Of course, there’s little certainty that we should be sympathizing with Quells. We learn about him mostly in vague hints but without the information that really tells us about him. We learn situations but not context. On one hand, it makes this dual-character all the more interesting. On the other, it almost feels like cheating, asking the audience to do the work that Anderson was too lazy or unimaginative to do. For the most part, it’s harder to sympathize with Dodd but equally fascinating to study him, as he is so high in charisma, trying to do so much for (or possibly to) this man who is too broken to break anymore, that it seems unlikely he’s as crazy as our vague glimpses of The Cause suggest.

It’s unfortunate that, for all his boldness, Anderson is not quite courageous enough to let these two simply interact, learn from each other, and take turns being the title character. Whenever Dodd’s bizarre habits and intense demands start to make a bit too much sense, there is a scene where he snaps, and it becomes easy to call him a villain, to agree with a character who says that “he makes it up as he goes along.” These scenes turn the film toward simplicity, and come close to invalidating the countless number of great character scenes that come before it. A tale of male love becomes a tale of manipulation.

Male love? There is no shortage of homoeroticism here. From the two rolling around in the grass to references to Dodd’s ex-wives to the fact that—and this is perhaps the best part of the story—their conversations are only compelling when Dodd’s women are gone. Something is at work here, and Quells over-emphasized heterosexuality makes it compelling in a way that very few relationships can be.

My fear is that there is sufficient evidence to equate Dodd’s suggested homosexuality with his lunacy. His outbursts and refusal to ever engage with anyone besides Quells highlight both of these issues, and in highlighting them together, a link is suggested implicitly. Is The Master homophobic? Honestly, it’s too vague to tell. If it is, it’s detestable. But it’s just as likely that it is about our treatment of veterans, our inability to hide our past scars, or our need for true companionship. Maybe the reason Dodd downplays these women—even when they strip naked between shots to dance with him—and instead pays so much attention is simply because he doesn’t love these women specifically, as opposed to not loving them generally; maybe Quells is the closest thing Dodd has to a friend, and The Cause is his desperate attempt to find companionship.
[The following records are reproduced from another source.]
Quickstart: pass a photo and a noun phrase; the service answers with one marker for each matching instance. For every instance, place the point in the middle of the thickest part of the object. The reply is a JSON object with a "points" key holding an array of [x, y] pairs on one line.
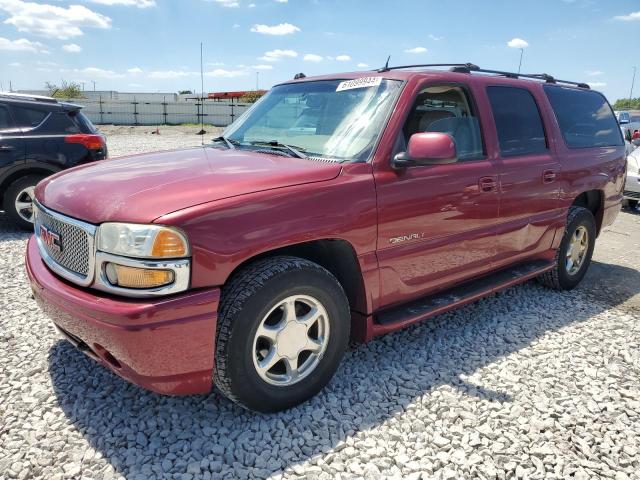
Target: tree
{"points": [[626, 104], [252, 97], [65, 90]]}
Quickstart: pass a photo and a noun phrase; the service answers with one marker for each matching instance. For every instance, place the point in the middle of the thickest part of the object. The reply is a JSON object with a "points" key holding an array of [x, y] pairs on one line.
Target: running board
{"points": [[425, 307]]}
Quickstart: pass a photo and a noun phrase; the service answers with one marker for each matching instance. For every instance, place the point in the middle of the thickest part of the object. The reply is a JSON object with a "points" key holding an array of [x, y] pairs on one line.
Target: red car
{"points": [[338, 207]]}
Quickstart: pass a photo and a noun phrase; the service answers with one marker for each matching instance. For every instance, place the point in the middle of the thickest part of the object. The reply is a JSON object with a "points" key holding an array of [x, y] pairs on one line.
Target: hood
{"points": [[143, 187]]}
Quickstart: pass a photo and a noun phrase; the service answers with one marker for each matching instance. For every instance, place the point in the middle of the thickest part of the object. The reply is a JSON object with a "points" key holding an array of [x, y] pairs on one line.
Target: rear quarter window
{"points": [[585, 118]]}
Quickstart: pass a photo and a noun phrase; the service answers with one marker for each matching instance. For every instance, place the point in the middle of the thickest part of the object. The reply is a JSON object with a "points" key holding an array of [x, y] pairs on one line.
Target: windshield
{"points": [[335, 119]]}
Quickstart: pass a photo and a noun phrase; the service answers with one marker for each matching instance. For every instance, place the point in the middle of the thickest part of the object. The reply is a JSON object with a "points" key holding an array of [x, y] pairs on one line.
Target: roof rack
{"points": [[470, 67], [26, 96]]}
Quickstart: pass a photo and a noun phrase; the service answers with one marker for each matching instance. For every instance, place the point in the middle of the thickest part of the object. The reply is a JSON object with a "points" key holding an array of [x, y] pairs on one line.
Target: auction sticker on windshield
{"points": [[362, 82]]}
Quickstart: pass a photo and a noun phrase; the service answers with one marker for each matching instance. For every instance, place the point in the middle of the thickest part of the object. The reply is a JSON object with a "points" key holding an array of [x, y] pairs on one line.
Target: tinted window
{"points": [[585, 117], [29, 117], [446, 109], [518, 122], [6, 122]]}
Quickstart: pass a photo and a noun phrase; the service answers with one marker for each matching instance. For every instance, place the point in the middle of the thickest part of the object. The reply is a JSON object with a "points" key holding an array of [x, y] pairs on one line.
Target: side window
{"points": [[518, 121], [585, 118], [6, 122], [446, 109], [29, 117]]}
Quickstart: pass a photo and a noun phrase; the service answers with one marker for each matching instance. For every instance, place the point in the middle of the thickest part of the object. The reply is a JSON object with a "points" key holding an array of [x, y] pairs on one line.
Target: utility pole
{"points": [[633, 81], [521, 55]]}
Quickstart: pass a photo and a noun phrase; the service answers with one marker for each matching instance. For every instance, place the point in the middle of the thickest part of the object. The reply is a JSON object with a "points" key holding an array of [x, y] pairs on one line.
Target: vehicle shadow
{"points": [[141, 433]]}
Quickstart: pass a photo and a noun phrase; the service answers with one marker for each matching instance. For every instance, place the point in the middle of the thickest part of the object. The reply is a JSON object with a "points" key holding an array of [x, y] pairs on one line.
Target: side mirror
{"points": [[432, 148]]}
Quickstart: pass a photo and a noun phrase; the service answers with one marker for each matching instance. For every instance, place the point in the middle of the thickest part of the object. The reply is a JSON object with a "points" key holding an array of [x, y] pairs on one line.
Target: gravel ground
{"points": [[529, 383]]}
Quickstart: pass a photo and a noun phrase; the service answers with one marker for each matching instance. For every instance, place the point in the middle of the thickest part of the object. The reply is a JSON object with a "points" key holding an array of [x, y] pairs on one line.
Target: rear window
{"points": [[30, 117], [6, 123], [585, 117], [518, 122]]}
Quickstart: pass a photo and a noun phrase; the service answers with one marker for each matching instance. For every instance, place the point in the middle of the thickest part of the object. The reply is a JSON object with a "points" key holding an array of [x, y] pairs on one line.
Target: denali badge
{"points": [[406, 238], [50, 239]]}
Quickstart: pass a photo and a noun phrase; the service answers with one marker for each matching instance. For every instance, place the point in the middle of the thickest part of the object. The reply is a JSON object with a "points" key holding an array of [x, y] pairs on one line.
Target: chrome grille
{"points": [[74, 260]]}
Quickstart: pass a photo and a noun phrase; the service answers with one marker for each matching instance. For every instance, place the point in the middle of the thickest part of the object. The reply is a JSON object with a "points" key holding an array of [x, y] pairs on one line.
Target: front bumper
{"points": [[162, 344]]}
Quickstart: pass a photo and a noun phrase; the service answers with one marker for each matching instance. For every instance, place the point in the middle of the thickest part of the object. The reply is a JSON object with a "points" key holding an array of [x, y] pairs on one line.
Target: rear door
{"points": [[12, 149], [528, 172]]}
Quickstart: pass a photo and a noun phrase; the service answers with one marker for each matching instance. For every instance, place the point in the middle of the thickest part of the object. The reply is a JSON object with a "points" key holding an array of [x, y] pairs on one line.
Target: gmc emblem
{"points": [[50, 239]]}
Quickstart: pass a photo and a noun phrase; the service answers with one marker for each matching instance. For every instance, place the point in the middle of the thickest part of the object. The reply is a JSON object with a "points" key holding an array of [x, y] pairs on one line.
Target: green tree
{"points": [[65, 90], [626, 104], [252, 97]]}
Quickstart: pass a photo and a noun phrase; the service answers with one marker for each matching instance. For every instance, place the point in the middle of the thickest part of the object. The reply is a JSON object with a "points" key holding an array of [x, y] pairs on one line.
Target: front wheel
{"points": [[574, 254], [283, 328], [18, 201]]}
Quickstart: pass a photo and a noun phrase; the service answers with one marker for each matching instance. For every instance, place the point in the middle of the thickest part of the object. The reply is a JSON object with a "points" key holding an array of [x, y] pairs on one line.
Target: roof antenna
{"points": [[386, 65]]}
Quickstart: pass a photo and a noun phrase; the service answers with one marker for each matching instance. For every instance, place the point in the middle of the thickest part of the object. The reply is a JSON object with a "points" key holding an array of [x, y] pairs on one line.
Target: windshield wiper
{"points": [[231, 144], [297, 151]]}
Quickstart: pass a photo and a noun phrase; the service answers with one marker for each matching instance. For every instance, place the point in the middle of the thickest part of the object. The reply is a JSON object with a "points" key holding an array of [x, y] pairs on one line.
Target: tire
{"points": [[561, 277], [19, 190], [258, 296]]}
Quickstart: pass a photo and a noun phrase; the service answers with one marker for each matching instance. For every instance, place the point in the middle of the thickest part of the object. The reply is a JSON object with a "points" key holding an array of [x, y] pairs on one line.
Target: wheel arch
{"points": [[592, 200], [336, 255]]}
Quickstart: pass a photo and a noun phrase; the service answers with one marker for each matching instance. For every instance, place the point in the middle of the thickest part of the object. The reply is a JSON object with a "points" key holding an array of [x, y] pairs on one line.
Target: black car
{"points": [[40, 136]]}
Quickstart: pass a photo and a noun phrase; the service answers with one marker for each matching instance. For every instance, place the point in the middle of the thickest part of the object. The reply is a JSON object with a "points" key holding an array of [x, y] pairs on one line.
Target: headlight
{"points": [[142, 241]]}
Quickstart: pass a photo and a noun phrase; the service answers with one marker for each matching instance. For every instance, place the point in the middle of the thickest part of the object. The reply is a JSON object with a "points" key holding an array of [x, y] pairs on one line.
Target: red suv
{"points": [[337, 207]]}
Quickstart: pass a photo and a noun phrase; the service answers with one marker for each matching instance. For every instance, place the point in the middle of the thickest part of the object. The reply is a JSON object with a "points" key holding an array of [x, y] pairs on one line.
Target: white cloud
{"points": [[222, 73], [416, 50], [227, 3], [127, 3], [280, 29], [21, 45], [628, 18], [312, 57], [72, 48], [277, 54], [164, 74], [52, 21], [517, 43], [95, 72]]}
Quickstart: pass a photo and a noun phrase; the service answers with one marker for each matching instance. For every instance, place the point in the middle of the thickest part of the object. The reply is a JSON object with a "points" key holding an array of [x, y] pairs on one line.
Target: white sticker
{"points": [[362, 82]]}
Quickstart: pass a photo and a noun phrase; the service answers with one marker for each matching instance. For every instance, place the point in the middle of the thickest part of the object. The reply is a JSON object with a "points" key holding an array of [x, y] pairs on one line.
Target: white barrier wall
{"points": [[114, 112]]}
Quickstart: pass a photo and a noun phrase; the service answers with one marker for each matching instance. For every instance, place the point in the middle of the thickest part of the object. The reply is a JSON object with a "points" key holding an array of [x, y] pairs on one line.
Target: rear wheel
{"points": [[283, 328], [574, 254], [18, 201]]}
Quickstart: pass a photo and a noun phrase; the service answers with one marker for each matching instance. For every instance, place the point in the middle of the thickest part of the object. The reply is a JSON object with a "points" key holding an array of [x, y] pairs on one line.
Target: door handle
{"points": [[488, 184], [548, 176]]}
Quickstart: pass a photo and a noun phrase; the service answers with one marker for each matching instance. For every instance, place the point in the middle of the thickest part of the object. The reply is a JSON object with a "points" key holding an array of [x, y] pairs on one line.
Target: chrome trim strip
{"points": [[88, 228], [180, 267]]}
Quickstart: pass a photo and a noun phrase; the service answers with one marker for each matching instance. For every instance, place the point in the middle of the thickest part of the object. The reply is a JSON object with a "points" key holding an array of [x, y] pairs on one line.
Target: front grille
{"points": [[630, 194], [75, 242]]}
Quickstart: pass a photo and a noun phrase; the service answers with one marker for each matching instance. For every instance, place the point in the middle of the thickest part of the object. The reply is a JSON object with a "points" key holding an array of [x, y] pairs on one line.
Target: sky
{"points": [[154, 45]]}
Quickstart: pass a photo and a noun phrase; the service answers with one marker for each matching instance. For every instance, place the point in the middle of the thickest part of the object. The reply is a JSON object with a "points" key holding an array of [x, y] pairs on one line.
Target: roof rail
{"points": [[26, 96], [472, 68]]}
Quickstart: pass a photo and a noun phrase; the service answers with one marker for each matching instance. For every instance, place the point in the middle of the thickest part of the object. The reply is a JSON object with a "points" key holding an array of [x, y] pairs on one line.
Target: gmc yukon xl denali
{"points": [[337, 207]]}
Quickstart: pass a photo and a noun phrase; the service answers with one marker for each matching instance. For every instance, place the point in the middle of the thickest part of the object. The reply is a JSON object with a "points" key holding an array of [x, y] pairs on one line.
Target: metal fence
{"points": [[135, 112]]}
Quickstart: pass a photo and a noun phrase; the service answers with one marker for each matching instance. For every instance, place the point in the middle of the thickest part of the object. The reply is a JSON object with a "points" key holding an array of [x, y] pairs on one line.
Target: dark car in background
{"points": [[40, 136]]}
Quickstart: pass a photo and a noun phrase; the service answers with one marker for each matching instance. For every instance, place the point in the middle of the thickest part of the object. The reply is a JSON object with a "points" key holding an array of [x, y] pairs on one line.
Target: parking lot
{"points": [[528, 383]]}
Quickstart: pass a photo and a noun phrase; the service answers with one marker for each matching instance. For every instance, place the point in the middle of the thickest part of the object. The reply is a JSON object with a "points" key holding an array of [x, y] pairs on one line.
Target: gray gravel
{"points": [[528, 383]]}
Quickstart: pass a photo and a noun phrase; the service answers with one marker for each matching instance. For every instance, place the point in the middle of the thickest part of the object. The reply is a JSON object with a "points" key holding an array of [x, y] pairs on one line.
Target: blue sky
{"points": [[153, 45]]}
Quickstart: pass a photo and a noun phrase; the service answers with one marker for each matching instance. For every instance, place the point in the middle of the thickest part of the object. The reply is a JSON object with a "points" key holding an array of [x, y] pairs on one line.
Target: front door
{"points": [[436, 223]]}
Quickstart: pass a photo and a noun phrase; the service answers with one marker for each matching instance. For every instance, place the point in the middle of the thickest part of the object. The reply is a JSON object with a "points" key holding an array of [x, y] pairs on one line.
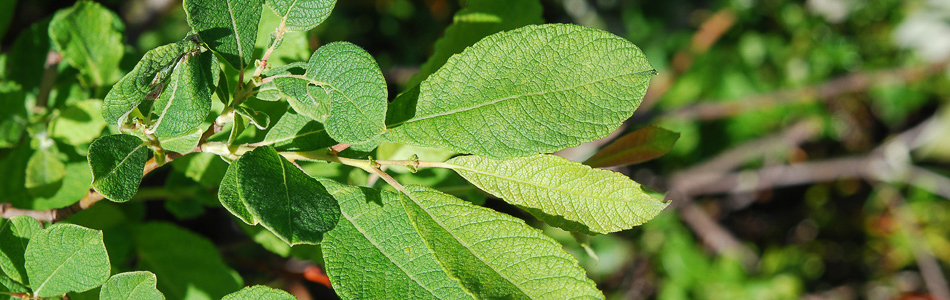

Whatever the answer is—and there may not be just one answer, or even any answers—getting there is alternatingly a respectably challenging work brought on by Anderson’s great eye and fantastic lead acting, or it is given away altogether by the film’s few missteps or obscured by laziness and opaqueness. Opaqueness. That’s the optimal word. The Master’s subtext is opaque, sometimes rewarding and sometimes maddening. Still, films this well made and this bold do not come along too often, and while you can debate whether the content lives up to what it thinks it does, it’s hard to dismiss The Master entirely, even if you don’t get on board or find the most repulsive parts the most insistent.